Sebelas tahun lebih baru saya mendarat lagi di bandara megah nan sangat luas ini. Frankfurt Airport. Tahun 2006 silam, belum sebesar ini saya rasa. Waktu itu ada beberapa bagian yang sedang dibangun, atau mungkin sedang direnov.
Juni 2006 silam, bersama sahabat Aidir Amin Daud dan sekitar 30 tokoh di berbagai bidang, kami mengikuti Pelatihan Internasional Hak Asasi Manusia di Strasbourg, Prancis. Sebuah program pendidikan singkat sekitar sebulan, hasil kerjasama Direktorat Jenderal HAM Depkumham RI dengan The International Institute of Human Rights, Prancis.

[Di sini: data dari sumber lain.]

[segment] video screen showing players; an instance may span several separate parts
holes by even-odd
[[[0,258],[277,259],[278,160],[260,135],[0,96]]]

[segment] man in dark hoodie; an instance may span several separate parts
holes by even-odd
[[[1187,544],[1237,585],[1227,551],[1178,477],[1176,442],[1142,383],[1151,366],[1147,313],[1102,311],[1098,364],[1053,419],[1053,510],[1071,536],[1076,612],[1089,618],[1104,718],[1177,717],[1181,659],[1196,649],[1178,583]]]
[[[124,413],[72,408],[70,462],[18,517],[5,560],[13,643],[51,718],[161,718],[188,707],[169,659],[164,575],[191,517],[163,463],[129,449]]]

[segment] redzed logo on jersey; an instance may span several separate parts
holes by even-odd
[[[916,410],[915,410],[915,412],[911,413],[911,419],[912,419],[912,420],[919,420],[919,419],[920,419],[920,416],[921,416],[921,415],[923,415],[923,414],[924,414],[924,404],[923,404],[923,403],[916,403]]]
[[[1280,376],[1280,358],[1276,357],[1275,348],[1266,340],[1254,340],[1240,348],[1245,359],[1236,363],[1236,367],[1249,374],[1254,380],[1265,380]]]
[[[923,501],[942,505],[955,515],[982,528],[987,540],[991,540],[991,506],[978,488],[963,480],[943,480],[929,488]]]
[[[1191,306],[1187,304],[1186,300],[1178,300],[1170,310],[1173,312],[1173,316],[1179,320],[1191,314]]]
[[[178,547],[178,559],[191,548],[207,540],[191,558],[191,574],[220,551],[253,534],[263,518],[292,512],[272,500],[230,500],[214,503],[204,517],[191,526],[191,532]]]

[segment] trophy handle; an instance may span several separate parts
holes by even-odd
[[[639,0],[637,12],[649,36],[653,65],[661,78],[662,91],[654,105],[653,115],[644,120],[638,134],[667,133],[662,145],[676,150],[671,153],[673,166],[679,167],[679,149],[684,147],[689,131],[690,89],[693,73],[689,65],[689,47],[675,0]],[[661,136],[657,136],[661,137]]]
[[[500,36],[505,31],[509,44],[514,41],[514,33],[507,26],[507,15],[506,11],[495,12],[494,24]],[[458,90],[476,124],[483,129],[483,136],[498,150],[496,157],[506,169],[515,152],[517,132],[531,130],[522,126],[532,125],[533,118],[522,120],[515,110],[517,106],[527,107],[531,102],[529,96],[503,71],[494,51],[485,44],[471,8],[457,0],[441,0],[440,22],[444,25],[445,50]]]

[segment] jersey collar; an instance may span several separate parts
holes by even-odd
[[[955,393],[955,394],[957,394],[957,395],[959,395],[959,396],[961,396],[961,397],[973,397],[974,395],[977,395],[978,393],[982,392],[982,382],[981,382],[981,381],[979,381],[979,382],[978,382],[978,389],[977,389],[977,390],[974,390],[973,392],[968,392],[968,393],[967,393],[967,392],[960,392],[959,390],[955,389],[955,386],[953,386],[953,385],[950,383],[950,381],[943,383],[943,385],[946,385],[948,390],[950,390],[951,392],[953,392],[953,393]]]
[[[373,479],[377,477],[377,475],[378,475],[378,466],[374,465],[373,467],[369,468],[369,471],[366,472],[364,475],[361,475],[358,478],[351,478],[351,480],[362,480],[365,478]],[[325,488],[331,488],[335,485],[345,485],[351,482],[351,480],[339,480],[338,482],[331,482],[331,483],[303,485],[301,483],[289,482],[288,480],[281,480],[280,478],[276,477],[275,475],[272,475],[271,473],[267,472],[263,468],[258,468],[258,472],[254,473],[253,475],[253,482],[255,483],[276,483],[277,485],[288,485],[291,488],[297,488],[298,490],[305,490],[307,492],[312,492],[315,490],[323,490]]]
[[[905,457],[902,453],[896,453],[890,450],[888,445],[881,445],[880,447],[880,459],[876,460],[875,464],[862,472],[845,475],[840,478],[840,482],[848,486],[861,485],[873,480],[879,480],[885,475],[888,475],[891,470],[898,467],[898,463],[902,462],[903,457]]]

Hanya sekitar 3 jam naik bus dari Frankfurt ke Strasbourg. Sementara dari Paris ke Strasbourg dibutuhkan 4 jam naik kereta.
Saya mendarat di Frankfurt waktu itu pagi sekitar pukul 09.00 dengan menggunakan pesawat Lufthansa yang dua lantai itu. Kali ini saya bersama Amoez Thene, Asmah Tahir dan Yafi tiba dengan menggunakan Singapore Airlines yang sepi penumpang. Mungkin karena bertepatan malam Natal sehingga pesawat berbadan lebar itu hanya terisi kursinya tak sampai 20%.
Sebelas tahun yang lalu, ketika saya berada di Frankfurt ini, pas bertepatan pertandingan Piala Dunia 2006 antara Argentina melawan Belanda di stadion Frankfurt berkapasitas 45 ribu penonton.
Saya ingat, 22 Juni 2006 kala itu. Malam, dipenghujung musim semi.
Saya ingin sekali menonton kedua kesebesalan itu berlaga, tapi sungguh sangat tak mungkin karena tiketnya, mungkin telah habis terjual sejak setahun sebelumnya.
Maka Aidir Amin Daud saat itu bilang," Jika tidak bisa menonton langsung pertandinganya, cukup tembok stadionnya saja diraba-raba."
Betul, yang penting saat momen penting nonton bola itu, kita telah berada di stadionnya. Tak peduli di dalam menyaksikan langsung atau di luar menikmati layar lebar?
Yang jelas menit pertama usai pertandingan, semua sudah tahu, Argentina melawan Belanda hasilnya imbang, 0 - 0.